Hermes, 1915-1917

Niche Figure for Gale
Bronze fountain figure

What a godlike figure is this Hermes. Beautiful, proud, virile, strong, the clever messenger of the gods! He’s glorious! He stands casually and confidently on his right leg, the left slightly bent and unweighted in the classical contrapposto stance. In his left hand he holds the Caduceus against the base behind his foot, the medical symbol of a staff with two snakes twined around it. The chlamys or short woolen cloak he holds in his right hand at the shoulder wraps around his back and across his left thigh and groin. He wears the winged hat for which he is famous and there appears to be a wing on the left heel like his Roman counterpart, Mercury. He stands on a flared square base, slightly wider at the bottom and decorated with rams heads and festoons. Myth credits Hermes with saving Tanagra from the plague by carrying a ram on his shoulders around the walls of the city, thus, the ram has become a symbol of the deity. The image shown here is the clay version of the final bronze cast.

The text accompanying the photograph in the publication, “In The Galleries” (Museum of Fine Arts), describes it as having been “designed and made for a niche fountain at the end of a long hallway. Three rams heads spout tiny streams of water into a black marble basin. The delicate tracery of the twined serpents and the wings of the head-piece form a pleasing contrast to the simple solid masses of the figure. This kind of treatment was especially good as the whole piece counts more as a silhouette than anything else, on account of the dark bronze coming against a light marble background.”

Two photographs exist, one from The Galleries publication and one in a studio photo where Allen is surrounded by sculptures, one of them Hermes. It is almost certain that the model for the figure was one Allen used often in the early stage of his career as listed in his diary in 1914.“This winter saw the first of my ideal work exhibited. Worked much from model (man). Made Cain, Flight of the Arrow, Moon Sprite, Primeval Prayer.” The same model was likely used for Orpheus, exhibited at the St. Botolph Club in April 1916 and Gladiator Victor from the same year and show.

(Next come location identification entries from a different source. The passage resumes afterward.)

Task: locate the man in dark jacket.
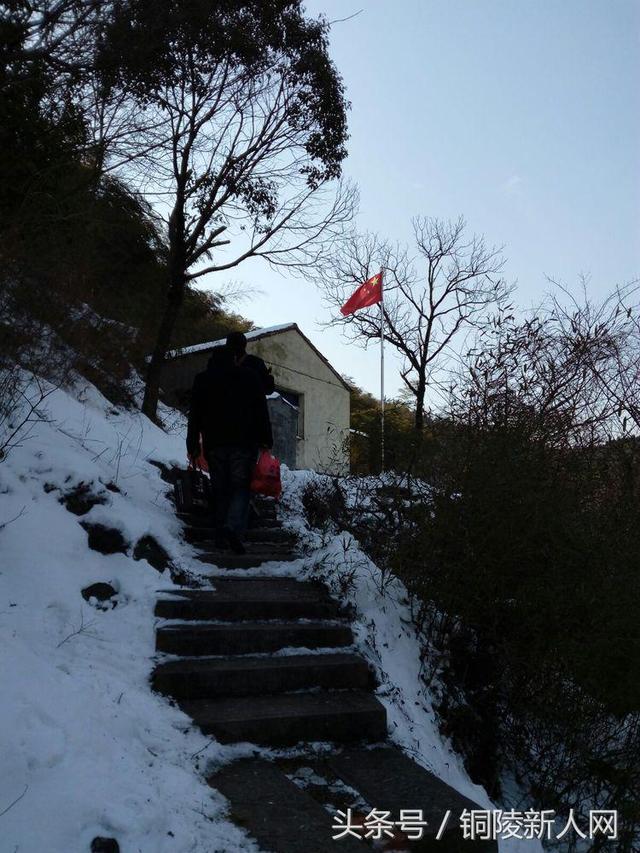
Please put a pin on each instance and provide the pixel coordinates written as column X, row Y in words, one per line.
column 229, row 410
column 237, row 343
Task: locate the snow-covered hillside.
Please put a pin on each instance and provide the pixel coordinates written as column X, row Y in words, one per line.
column 86, row 749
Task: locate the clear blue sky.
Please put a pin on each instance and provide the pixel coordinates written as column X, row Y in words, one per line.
column 522, row 115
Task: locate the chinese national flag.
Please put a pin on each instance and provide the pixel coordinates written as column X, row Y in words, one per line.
column 369, row 293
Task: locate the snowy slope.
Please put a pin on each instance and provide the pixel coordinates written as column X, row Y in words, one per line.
column 86, row 746
column 86, row 749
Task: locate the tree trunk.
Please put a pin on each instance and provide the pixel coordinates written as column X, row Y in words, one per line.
column 418, row 423
column 163, row 342
column 177, row 268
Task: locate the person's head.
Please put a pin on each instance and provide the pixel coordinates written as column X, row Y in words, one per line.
column 237, row 344
column 221, row 357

Research into the person who might have ordered this classic piece of sculpture leads to a Mr. Herbert E. Gale, a shoe merchant and employer with a large household in Haverhill, known as a shoe manufacturing city boasting large Victorian mansions. Records show that he had a home in downtown Haverhill near the city center where there are many of these large homes. The census lists him at 35 Summer Street with a staff of live-in servants. Allen’s address list includes H. E. Gale in Swampscott with directions on the train to Lynn to “Beach Bluff or Marble Head electrics” to Phillips Corner. There is now a Phillips-Preston Beach at Beach Bluff; Gale and his wife were married in Marblehead. The listing also includes the Greenbriar Hotel, an elegant classical historic resort in White Sulphur Springs in the Allegheny Mountains of West Virginia. It is doubtful that this classical sculpture in a marble niche fountain would have been in a shoe factory, so the possibility that Mr. Herbert Gale might have purchased it for the Greenbriar Hotel is being researched.

Location “in a niche at the end of a long hallway”
Size unknown, approx. 3-4’
MFA Publication: “In The Galleries” (date unknown)
Exhibited: Museum of Fine Arts
Diary listing June 1, 1917 as “Nitch figure-Gales” with an entry underneath for “Plaster casting 148” that may refer to the figure.